SAN FRANCISCO--The Free Standards Group on Wednesday will announce that four leading Linux distributions have become Linux Standard Base certified.
The certification of the distributions from Caldera International Inc., MandrakeSoft S.A., Red Hat Inc. and SuSE Linux AG comes on the heels of the initial launch of the LSB Certification program at LinuxWorld in New York in late January.
At that time, the FSG released the Linux Standards Base 1.1, which provides a full set of standards that allow Linux distributions and developers of Linux applications to work together seamlessly. The group also released the Linux Internationalization Initiative (Li18nux), an internationalization guide for platform and application developers.
LSB certification verifies adherence to the standard, developed by the community and industry, for both Linux distributions and Linux-based applications.
The FSG, an independent, vendor-neutral, non-profit organization, administers the LSB and Li18nux.
Sources told eWEEK that the FSG on Wednesday will also announce the Li18nux Certification, which will launch later this quarter and be similar to the LSB certification in its requirements, including vendor-neutral, third-party verification.
These announcements follow Mays banding together of Linux vendors Caldera, Conectiva S.A., SuSE Linux and Turbolinux Inc.
The four companies announced that they would standardize on a single Linux distribution for the enterprise, to be known as UnitedLinux, in a move they said would streamline Linux development and certification.
On Tuesday, Sun Microsystems Inc. Chairman, President and CEO Scot McNealy used his LinuxWorld keynote presentation here to once again stress Suns commitment to making its Linux offering compatible with the LSB.
"We are not interested in creating a proprietary Sun Linux offering. We need better stewardship and compliance in the community so we dont get the fracturing and other issues that arose with Unix," McNealy said.

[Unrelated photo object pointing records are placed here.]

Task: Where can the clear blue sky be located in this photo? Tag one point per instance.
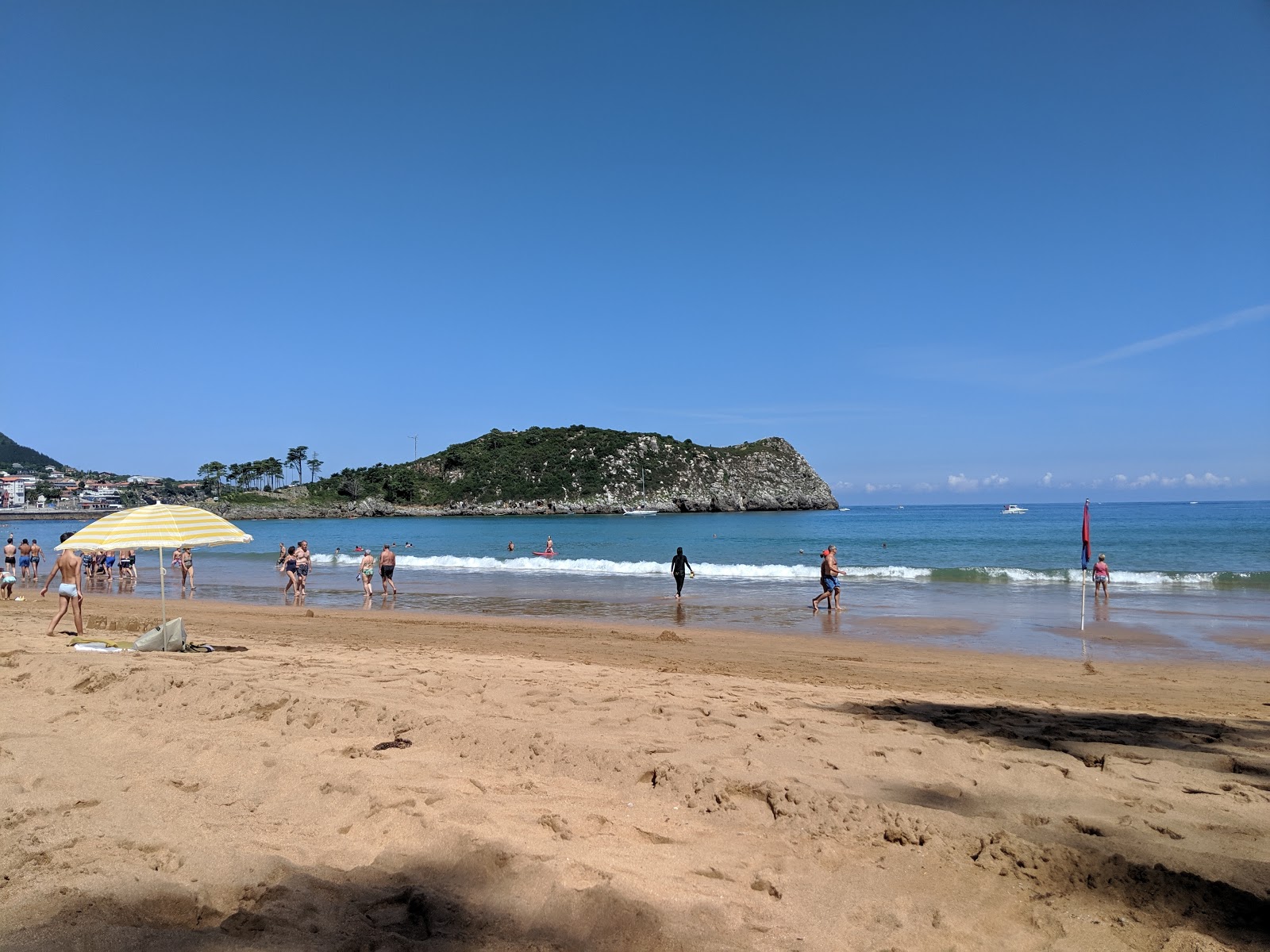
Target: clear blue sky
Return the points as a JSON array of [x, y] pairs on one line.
[[935, 245]]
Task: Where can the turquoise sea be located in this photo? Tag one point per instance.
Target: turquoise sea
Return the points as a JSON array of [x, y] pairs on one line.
[[1187, 579]]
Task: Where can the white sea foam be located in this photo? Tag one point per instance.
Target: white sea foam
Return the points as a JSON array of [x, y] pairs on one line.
[[759, 573]]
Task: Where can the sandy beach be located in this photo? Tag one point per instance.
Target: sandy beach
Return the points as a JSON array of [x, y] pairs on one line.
[[391, 781]]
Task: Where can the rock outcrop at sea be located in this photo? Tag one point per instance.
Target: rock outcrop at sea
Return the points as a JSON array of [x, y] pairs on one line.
[[761, 476]]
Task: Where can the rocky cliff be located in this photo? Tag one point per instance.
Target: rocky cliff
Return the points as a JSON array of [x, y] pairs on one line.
[[565, 470]]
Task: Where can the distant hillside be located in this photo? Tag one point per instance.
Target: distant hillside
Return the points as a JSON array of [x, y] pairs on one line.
[[586, 470], [14, 456]]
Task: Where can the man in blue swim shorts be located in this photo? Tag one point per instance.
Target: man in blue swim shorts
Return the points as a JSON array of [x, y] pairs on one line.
[[829, 581], [69, 596]]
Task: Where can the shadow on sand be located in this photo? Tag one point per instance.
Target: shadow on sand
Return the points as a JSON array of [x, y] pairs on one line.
[[385, 907], [1226, 748]]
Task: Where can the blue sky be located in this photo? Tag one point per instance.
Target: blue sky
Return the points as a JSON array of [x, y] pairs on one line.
[[952, 251]]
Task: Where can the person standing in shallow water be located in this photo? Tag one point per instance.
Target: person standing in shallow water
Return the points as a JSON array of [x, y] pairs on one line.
[[387, 565], [1102, 577], [679, 568]]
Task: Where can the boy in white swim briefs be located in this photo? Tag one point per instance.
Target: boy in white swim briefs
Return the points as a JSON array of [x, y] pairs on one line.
[[69, 594]]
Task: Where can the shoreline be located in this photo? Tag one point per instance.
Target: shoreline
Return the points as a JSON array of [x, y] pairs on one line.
[[696, 651], [384, 780]]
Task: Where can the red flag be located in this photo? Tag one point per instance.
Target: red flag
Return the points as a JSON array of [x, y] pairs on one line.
[[1085, 539]]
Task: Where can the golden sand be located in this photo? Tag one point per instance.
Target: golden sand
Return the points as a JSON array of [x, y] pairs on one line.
[[586, 786]]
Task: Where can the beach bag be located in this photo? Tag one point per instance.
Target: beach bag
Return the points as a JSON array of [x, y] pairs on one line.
[[167, 638]]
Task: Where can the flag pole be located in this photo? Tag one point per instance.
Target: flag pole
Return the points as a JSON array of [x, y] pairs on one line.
[[1085, 558], [1083, 574]]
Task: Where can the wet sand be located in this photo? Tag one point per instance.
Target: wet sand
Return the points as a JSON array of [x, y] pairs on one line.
[[591, 786]]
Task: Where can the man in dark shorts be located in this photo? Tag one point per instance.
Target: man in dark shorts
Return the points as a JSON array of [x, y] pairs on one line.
[[679, 566], [387, 562]]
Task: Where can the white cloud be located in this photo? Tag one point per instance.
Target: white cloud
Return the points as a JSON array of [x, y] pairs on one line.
[[1195, 330], [1206, 480], [882, 488]]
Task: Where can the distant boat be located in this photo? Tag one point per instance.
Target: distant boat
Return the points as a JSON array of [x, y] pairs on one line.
[[643, 509]]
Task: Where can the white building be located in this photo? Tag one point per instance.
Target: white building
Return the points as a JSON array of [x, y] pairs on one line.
[[13, 492]]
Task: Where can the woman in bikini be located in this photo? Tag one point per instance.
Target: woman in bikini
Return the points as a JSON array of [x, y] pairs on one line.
[[289, 566], [304, 562], [187, 569]]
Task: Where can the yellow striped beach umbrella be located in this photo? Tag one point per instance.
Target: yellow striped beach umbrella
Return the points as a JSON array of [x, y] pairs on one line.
[[156, 527]]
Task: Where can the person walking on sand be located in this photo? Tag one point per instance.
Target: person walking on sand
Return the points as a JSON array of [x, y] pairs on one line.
[[1102, 577], [304, 562], [679, 566], [387, 564], [829, 581], [289, 566], [69, 594], [25, 559]]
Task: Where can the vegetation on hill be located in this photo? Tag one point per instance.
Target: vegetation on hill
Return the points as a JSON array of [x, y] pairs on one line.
[[569, 463], [14, 456]]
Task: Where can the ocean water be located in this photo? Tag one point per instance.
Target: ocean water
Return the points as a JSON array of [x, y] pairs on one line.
[[1185, 579]]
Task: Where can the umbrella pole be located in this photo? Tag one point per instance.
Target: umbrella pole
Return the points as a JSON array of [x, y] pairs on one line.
[[1083, 575], [163, 603]]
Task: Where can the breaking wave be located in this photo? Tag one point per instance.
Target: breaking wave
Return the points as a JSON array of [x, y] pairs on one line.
[[775, 573]]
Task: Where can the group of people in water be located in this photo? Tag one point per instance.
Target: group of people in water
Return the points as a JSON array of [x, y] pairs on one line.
[[295, 562]]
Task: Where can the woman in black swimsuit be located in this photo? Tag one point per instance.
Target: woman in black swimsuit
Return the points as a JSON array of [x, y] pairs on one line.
[[679, 568]]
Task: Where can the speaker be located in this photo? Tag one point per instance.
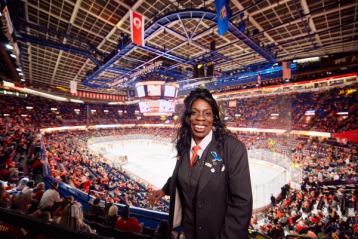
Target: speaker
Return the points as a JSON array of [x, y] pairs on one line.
[[213, 45], [210, 69]]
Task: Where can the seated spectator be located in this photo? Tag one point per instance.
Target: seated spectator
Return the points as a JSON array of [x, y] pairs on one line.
[[126, 223], [50, 197], [112, 216], [4, 197], [72, 218], [95, 208], [163, 231]]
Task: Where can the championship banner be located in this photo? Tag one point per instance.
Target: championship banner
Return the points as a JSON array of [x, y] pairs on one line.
[[73, 87], [286, 70], [222, 15], [137, 28]]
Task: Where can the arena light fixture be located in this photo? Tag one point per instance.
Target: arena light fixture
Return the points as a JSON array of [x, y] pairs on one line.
[[9, 47], [310, 113], [8, 84], [77, 101]]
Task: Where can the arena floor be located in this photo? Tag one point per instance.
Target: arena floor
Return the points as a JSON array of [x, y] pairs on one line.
[[154, 161]]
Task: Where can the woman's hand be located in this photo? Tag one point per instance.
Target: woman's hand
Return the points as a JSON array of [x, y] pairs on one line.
[[155, 195]]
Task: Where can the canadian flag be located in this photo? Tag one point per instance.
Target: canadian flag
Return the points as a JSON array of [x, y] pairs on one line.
[[137, 28]]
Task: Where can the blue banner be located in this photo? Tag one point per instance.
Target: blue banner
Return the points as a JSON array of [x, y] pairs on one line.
[[223, 15]]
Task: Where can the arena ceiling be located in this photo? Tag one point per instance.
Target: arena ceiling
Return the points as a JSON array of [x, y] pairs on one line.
[[64, 40]]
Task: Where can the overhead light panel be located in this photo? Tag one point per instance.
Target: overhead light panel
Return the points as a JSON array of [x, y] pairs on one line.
[[9, 47]]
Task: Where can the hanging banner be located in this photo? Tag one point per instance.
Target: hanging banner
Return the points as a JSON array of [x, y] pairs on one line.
[[137, 28], [73, 87]]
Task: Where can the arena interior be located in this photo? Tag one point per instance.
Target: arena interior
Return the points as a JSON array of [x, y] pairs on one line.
[[90, 113]]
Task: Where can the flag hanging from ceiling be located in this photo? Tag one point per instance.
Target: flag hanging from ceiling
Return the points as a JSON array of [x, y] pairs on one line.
[[286, 70], [259, 78], [242, 24], [222, 15], [137, 28], [73, 87]]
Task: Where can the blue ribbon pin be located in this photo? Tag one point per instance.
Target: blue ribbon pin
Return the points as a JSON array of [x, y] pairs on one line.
[[216, 157]]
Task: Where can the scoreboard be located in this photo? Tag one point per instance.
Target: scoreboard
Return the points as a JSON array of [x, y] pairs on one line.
[[156, 98]]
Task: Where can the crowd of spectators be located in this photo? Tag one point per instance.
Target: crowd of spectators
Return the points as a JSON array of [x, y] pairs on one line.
[[71, 162], [314, 208]]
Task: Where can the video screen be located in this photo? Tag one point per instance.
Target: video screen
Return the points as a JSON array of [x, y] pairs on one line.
[[153, 90], [166, 106], [169, 91], [140, 91], [157, 106]]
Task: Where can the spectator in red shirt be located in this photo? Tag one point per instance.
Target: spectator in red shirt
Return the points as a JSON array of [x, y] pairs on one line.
[[126, 223]]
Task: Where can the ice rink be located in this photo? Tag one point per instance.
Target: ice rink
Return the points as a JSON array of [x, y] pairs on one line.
[[154, 162]]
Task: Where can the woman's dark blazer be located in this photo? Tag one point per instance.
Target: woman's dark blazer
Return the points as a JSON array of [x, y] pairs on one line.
[[223, 204]]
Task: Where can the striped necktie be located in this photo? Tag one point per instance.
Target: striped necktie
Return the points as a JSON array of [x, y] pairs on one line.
[[193, 158]]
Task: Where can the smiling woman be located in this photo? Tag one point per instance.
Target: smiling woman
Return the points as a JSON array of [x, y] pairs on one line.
[[210, 189], [201, 120]]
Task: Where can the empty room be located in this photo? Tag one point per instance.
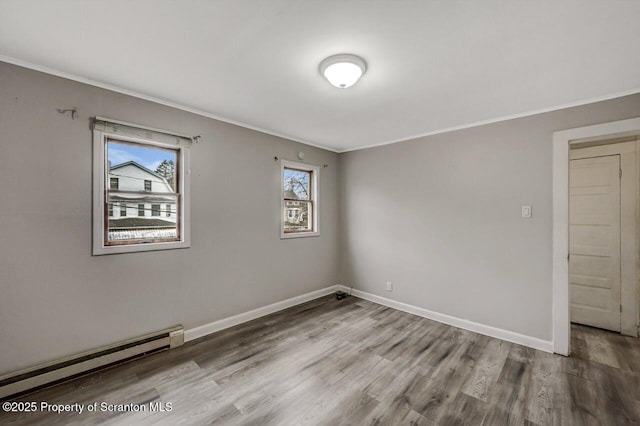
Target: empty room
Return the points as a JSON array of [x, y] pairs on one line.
[[279, 212]]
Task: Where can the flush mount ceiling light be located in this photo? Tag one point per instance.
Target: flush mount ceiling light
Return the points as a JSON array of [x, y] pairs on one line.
[[343, 70]]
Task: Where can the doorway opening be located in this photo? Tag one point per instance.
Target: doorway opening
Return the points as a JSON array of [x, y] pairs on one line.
[[603, 200], [584, 137]]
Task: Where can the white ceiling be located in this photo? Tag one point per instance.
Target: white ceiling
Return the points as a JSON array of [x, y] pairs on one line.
[[432, 65]]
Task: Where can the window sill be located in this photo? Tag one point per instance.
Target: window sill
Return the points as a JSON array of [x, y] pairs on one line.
[[284, 236], [136, 248]]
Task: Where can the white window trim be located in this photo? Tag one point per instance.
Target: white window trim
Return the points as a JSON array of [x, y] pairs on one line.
[[315, 197], [100, 135]]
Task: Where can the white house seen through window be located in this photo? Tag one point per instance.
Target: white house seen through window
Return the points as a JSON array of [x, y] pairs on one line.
[[299, 200], [137, 168], [139, 175]]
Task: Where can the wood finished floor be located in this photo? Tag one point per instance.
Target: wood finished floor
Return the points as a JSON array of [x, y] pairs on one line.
[[353, 362]]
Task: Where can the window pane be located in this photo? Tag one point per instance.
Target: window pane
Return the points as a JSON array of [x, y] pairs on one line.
[[296, 184], [136, 167], [146, 226], [297, 216]]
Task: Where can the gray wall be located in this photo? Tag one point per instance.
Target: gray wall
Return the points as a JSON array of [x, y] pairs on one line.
[[56, 299], [439, 216]]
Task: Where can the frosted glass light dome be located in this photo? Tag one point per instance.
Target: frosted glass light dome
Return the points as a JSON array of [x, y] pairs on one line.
[[343, 70]]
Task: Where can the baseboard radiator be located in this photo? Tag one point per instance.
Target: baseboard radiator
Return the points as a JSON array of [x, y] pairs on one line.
[[19, 382]]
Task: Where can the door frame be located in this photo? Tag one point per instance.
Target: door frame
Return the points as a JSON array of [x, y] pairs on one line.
[[560, 233]]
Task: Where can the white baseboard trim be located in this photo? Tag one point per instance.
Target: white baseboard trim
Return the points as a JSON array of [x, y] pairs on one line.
[[206, 329], [498, 333]]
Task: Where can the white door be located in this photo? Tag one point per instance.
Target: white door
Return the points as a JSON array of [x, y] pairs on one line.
[[594, 241]]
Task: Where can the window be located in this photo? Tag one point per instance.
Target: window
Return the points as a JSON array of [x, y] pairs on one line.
[[299, 200], [142, 167]]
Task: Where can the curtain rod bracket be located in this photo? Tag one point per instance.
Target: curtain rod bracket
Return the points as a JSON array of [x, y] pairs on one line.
[[73, 111]]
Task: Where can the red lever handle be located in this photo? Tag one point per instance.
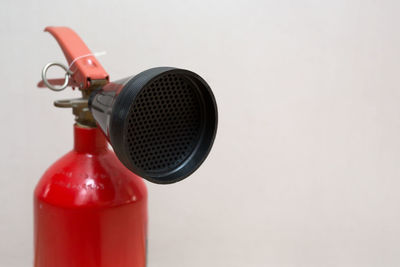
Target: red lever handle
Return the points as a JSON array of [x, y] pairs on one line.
[[84, 66]]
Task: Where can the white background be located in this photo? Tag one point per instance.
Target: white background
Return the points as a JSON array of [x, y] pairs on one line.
[[305, 168]]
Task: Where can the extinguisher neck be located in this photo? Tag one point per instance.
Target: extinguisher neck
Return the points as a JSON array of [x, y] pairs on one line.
[[89, 140]]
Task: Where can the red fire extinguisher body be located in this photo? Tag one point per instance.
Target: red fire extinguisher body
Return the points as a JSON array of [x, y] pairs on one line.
[[89, 209]]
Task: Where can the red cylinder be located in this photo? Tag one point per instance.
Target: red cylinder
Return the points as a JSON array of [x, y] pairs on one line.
[[89, 209]]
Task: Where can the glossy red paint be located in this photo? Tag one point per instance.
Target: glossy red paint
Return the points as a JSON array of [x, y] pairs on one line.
[[89, 210], [85, 67]]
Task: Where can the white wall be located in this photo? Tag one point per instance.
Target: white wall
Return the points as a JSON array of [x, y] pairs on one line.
[[305, 169]]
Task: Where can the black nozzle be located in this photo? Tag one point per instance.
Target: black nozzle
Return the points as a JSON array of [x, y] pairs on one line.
[[161, 122]]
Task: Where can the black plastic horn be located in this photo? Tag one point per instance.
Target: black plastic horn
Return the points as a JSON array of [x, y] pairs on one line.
[[161, 123]]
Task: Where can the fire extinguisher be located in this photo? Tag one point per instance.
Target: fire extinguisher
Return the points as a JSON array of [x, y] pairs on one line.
[[90, 206]]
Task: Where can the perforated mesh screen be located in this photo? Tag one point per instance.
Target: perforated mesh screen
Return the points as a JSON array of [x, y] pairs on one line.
[[164, 124]]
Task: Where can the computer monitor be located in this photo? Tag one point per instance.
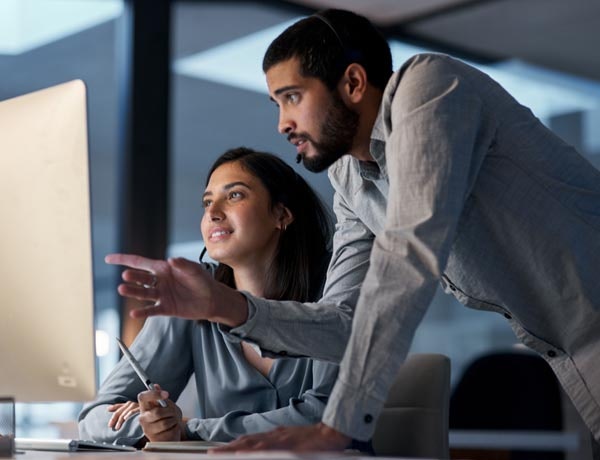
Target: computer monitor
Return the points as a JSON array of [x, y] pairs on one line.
[[46, 281]]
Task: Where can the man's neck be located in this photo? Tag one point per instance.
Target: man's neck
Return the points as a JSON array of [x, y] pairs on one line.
[[361, 149]]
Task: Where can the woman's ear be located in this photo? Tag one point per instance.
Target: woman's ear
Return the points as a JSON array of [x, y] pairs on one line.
[[353, 84], [284, 217]]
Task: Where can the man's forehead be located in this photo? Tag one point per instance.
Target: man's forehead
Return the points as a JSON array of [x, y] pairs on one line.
[[285, 74]]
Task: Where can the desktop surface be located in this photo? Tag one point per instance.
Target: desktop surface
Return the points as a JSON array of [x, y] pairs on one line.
[[141, 455]]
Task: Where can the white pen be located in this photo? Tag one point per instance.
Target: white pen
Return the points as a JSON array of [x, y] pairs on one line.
[[138, 369]]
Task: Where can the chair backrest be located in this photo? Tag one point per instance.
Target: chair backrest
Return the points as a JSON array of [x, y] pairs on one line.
[[414, 421]]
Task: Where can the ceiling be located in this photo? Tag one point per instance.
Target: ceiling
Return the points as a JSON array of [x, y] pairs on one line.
[[557, 34]]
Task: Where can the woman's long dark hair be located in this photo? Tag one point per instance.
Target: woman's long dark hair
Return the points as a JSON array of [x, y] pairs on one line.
[[302, 254]]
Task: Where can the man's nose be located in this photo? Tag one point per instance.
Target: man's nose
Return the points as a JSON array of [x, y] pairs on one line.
[[286, 125]]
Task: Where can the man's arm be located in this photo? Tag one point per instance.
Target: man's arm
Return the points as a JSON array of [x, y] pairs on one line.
[[438, 137]]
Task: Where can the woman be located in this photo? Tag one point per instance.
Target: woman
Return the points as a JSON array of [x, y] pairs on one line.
[[270, 234]]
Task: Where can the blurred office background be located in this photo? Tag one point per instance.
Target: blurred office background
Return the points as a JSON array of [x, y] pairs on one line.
[[543, 51]]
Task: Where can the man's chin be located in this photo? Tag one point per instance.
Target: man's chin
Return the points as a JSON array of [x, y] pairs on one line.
[[319, 162]]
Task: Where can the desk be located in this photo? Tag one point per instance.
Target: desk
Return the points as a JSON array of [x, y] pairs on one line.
[[141, 455]]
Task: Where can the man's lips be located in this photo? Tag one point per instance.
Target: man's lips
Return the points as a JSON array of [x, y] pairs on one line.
[[299, 142]]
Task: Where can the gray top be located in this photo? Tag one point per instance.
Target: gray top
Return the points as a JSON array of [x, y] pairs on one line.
[[234, 397], [482, 198]]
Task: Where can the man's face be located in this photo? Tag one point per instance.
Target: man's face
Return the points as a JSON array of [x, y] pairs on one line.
[[313, 118]]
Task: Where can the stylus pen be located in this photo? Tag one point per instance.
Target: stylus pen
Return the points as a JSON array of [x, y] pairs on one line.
[[138, 369]]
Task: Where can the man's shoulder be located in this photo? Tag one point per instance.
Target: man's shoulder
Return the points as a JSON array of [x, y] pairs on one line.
[[340, 170]]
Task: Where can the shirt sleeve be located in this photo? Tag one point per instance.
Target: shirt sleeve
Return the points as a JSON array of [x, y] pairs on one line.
[[273, 325], [433, 123], [303, 410], [162, 349]]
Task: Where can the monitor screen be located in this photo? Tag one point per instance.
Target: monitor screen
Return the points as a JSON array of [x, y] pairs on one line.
[[46, 281]]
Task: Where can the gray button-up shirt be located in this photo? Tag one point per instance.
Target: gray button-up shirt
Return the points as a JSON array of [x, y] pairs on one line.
[[470, 189], [234, 398]]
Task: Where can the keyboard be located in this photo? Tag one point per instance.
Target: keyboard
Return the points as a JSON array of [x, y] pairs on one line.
[[68, 445]]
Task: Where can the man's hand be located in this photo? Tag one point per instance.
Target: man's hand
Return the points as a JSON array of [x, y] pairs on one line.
[[121, 412], [160, 423], [178, 287], [317, 437]]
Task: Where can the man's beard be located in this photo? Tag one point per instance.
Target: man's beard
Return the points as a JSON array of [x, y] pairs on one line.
[[337, 135]]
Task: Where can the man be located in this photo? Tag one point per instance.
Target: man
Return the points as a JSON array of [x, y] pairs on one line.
[[439, 175]]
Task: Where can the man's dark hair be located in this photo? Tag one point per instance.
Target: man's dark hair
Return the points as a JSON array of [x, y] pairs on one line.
[[303, 252], [330, 40]]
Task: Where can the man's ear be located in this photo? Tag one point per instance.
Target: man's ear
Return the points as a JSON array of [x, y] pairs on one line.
[[284, 217], [353, 84]]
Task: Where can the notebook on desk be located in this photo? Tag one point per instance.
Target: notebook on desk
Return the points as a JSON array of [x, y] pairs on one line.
[[181, 446], [68, 445]]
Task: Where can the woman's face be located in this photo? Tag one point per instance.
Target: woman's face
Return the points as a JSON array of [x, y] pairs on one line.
[[238, 227]]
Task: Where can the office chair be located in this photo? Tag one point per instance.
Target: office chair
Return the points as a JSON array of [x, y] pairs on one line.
[[414, 421], [508, 391]]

At a media question-and-answer session immediately following the keynote, Jonathan Schwartz, the head of Suns software operation, said the Santa Clara, Calif., company is looking at whether and how it can make its Solaris operating system LSB-compliant.
"Linux is currently quite fragmented. Today you cannot run all your applications equally on every Linux distribution. The way to change this is through open standards and the LSB," Schwartz said.